次に、②差別化および低コスト化を同時に実現する、について考えてみましょう。
差別化と低コスト化というキーワードから頭に浮かぶのは、前回ふれたマイケル・E・ポーターの「3つの基本戦略」でしょう。ポーターは長期的な基本戦略は、煎じ詰めると3つしかないと指摘しました。「コストのリーダーシップ」「差別化」「集中」がそれです。
コストのリーダーシップは、低コスト体質を実現することで、競合他社よりも低価格で製品やサービスを提供する戦略です。また、差別化戦略は、他の企業が持たない特色づくりに経営資源を集中して、業界内で特異なポジションを占める戦略でした。さらに最後の集中戦略では、特定の地域や購入者などに経営資源を集中します。そして、経営資源を集中した特定セグメントで、コストのリーダーシップ戦略か差別化戦略を実施するというものでした。要するに、低コストか差別化か、いずれかを選択するのが競争の戦略の基本になるわけです。
その上でポーターは、不振企業の多くが、この3つの基本戦略のいずれも採用していないか、いずれかの戦略を採用したとしても、短期間で戦略転換してしまい、一貫性がないと指摘しました。そして私たちはこの考え方を、『競争の戦略』が世に出てから四半世紀、経営戦略の基本中の基本として受け入れてきました。
一方、キムとモボルニュは「差別化と低コスト化を同時に実現せよ」と言うのです。
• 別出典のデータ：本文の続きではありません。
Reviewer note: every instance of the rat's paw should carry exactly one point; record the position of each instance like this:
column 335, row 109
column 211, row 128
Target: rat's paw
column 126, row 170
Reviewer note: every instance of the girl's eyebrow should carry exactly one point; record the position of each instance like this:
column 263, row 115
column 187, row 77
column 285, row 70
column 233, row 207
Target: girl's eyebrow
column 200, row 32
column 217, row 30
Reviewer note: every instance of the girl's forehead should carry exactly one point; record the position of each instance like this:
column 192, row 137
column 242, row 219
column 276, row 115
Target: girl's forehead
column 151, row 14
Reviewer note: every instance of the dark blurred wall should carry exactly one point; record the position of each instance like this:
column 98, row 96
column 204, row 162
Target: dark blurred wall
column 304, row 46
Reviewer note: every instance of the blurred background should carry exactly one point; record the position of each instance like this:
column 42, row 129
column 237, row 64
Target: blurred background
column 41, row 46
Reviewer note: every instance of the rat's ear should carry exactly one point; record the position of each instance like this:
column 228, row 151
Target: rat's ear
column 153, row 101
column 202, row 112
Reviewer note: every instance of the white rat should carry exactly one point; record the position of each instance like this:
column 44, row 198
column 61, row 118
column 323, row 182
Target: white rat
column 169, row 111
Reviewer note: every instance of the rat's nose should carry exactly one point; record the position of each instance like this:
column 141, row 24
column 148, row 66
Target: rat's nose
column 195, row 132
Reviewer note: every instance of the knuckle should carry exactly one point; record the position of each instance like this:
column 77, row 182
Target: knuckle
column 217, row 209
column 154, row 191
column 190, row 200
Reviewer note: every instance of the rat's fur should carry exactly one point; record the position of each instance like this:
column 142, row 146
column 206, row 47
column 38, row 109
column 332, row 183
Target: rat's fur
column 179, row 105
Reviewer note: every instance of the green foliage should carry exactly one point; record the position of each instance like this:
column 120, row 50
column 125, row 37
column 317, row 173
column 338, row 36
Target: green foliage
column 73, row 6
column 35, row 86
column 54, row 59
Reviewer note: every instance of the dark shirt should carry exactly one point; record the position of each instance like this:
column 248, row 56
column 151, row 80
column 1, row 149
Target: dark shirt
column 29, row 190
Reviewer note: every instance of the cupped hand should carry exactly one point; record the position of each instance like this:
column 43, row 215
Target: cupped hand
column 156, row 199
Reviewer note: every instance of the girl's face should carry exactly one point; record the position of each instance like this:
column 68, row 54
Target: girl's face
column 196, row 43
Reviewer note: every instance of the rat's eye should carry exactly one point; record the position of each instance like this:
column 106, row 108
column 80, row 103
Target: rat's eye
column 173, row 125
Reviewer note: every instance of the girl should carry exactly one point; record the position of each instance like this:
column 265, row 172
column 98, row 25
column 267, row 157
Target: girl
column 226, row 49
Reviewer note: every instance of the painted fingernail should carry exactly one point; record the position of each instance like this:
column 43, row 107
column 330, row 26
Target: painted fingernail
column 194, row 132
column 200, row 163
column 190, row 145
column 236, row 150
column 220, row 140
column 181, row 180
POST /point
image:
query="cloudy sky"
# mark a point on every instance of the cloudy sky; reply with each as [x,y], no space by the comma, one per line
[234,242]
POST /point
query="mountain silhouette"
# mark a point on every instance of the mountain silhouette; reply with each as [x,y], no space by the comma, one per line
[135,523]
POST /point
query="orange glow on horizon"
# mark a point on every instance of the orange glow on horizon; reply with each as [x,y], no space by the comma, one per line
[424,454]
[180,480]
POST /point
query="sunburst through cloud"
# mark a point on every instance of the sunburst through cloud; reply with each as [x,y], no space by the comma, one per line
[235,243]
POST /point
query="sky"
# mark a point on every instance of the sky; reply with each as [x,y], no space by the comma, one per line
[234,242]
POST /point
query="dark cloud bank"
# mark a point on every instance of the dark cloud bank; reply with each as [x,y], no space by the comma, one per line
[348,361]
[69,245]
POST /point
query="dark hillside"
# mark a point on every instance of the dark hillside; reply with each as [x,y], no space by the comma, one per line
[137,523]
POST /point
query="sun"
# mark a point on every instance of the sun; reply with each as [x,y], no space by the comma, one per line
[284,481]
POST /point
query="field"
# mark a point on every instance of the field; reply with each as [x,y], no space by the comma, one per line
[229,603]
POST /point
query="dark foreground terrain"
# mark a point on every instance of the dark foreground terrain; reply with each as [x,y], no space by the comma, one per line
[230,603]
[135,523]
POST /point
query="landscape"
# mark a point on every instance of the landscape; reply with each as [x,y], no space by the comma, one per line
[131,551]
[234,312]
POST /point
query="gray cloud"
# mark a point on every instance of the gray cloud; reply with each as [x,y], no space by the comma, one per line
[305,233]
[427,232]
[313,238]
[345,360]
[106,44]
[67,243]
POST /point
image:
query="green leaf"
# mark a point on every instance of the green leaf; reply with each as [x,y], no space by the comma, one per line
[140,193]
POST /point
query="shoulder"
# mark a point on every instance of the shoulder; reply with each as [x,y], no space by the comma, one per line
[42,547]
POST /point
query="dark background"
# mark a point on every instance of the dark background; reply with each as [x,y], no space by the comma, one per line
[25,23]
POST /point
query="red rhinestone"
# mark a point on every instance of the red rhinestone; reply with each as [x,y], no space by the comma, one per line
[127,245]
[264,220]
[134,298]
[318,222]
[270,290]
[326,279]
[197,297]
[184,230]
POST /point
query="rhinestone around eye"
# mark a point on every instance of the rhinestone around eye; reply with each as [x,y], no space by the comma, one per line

これは明らかに、ポーターの主張に対して、真っ向から異を唱えるものです。
キムとモボルニュによると、差別化と低コスト化の同時実現とは、「買い手に対していまだかつてない価値を提供しつつ、コストを押し下げること」です。コストを押し下げるには、業界で常識となっている要素をそぎ落とすことが欠かせません。また、買い手に対していまだかつてない価値を提供するには、業界にとって未知の要素を加えることが不可欠になります。つまり差別化の推進です。
従来、価値が高まるとコストもふくらむと考えられていました。これを打破して、いまだかつてない価値=イノベーションを、低コストで提供すること、言い換えるならば「イノベーションと実用性、価格、コストなどの調和」を目指すことが、キムとモボルニュの言う差別化と低コスト化の同時実現に他なりません。
彼らはこれを「バリュー・イノベーション」と呼びました(図2)。そしてキムとモボルニュは、このバリュー・イノベーションこそが、ブルー・オーシャン戦略の土台になると指摘します。
「低コスト化か差別化か、いずれか一方を選択すべし」と言うポーター。これに対して、キムとモボルニュは「差別化を図りながら低コストを実現し、バリュー・イノベーションを創造すべし」と叫びます。この点においても、ブルー・オーシャン戦略が、従来の経営戦略の定石から、大幅にはずれていることがわかるでしょう。
このように、ブルー・オーシャン戦略が、様々な点において、従来の常識をくつがえす経営戦略だということを理解してもらえたと思います。そして、従来の正統派の経営戦略論やマーケティング論に対立する考え方であるがために、ブルー・オーシャン戦略は、これほど大きな話題をさらったと言っても、おそらく間違いではないと思います。